# Ventilation Questions



## Cameron1 (Mar 19, 2013)

aaa


----------



## lukkychucky (May 14, 2012)

Not a lot of straight ridge for ridge vents and the 2 turbines on the right side are being forced to pull air in from the wooden gable vents on the left side which is whack. The intake should come from the sofitt vents underneath the overhang of the house so you should eliminate the 2 wooden gable vents, cut turbine holes where those 2 gable vents were, install the 2 additional turbines and make sure there are enough intake vents in the sofitts.


----------



## HartsRoofing (Oct 9, 2012)

its hard to tell because of the quality of the images


----------



## CleveRfr (Dec 13, 2012)

I would go with 2 ' 1500 cfm dual control, thermostat/humidistat, power fans.
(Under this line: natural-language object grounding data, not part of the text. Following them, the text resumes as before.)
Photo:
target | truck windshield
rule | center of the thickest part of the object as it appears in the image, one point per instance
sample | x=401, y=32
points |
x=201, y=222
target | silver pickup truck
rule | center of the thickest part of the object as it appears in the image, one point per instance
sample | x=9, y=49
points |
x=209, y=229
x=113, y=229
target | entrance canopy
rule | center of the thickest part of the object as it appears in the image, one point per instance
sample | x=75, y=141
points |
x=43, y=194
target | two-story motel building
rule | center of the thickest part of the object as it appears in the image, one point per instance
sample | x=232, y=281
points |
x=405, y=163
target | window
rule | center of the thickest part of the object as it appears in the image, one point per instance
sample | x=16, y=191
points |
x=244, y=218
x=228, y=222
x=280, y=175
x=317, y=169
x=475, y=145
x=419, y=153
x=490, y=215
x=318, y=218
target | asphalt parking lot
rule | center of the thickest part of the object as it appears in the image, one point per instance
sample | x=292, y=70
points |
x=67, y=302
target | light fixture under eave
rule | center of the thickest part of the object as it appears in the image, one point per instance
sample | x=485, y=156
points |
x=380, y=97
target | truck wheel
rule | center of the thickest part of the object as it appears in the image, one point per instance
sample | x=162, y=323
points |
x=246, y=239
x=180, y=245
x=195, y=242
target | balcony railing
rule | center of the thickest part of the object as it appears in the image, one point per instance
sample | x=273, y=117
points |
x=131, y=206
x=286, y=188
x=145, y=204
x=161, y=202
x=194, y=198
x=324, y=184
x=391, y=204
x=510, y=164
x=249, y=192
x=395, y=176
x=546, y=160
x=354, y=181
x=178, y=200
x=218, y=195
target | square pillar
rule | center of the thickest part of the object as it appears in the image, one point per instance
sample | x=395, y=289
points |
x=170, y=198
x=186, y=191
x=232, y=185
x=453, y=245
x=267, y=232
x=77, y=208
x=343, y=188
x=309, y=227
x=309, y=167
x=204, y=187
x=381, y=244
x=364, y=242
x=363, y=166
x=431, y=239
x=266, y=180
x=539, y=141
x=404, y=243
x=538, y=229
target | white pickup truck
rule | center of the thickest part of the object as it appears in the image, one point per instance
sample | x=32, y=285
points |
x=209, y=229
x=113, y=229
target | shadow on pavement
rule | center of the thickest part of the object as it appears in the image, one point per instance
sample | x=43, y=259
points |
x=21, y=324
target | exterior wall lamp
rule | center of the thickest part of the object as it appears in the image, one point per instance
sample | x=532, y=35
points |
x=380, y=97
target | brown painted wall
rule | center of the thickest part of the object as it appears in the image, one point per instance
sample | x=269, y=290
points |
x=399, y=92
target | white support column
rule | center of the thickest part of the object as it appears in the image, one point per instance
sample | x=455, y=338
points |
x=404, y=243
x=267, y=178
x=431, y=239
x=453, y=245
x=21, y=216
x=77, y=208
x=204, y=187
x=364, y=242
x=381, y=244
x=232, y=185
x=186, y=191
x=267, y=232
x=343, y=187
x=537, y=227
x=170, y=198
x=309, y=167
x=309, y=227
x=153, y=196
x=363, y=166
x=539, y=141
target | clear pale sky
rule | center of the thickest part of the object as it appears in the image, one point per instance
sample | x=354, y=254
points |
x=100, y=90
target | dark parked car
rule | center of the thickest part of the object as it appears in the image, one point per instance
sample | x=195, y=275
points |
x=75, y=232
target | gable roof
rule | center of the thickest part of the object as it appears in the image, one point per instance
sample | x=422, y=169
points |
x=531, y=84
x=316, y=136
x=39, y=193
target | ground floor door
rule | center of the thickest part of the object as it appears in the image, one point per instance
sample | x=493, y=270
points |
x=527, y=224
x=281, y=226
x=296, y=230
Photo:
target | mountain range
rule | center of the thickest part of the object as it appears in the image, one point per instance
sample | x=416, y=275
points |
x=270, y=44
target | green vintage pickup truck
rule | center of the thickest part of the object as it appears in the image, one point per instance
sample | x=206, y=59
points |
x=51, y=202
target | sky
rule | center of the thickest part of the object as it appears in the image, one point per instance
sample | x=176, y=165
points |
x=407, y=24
Obviously electric would need run for those.the other option would be the new solar powered power fans. If going this route, eliminate all other forms of exhaust venting so as not to interfere/short circuit the power fan/soffit vent operation.


----------



## Ender (May 16, 2013)

we do wet basement repair, waterproofing, foundation crack repair, etc. One of the big things we run into and handle pretty well is ventilation, normally in crawlspaces and basements. Wet basements = mold/mildew = strong smell = ezbreathe fixes it.

I'm curious as to what you finally did to address the ventilation problems on this particular home. We use the EzBreathe system in most cases.


----------



## Merge (Oct 22, 2015)

what is its price?


----------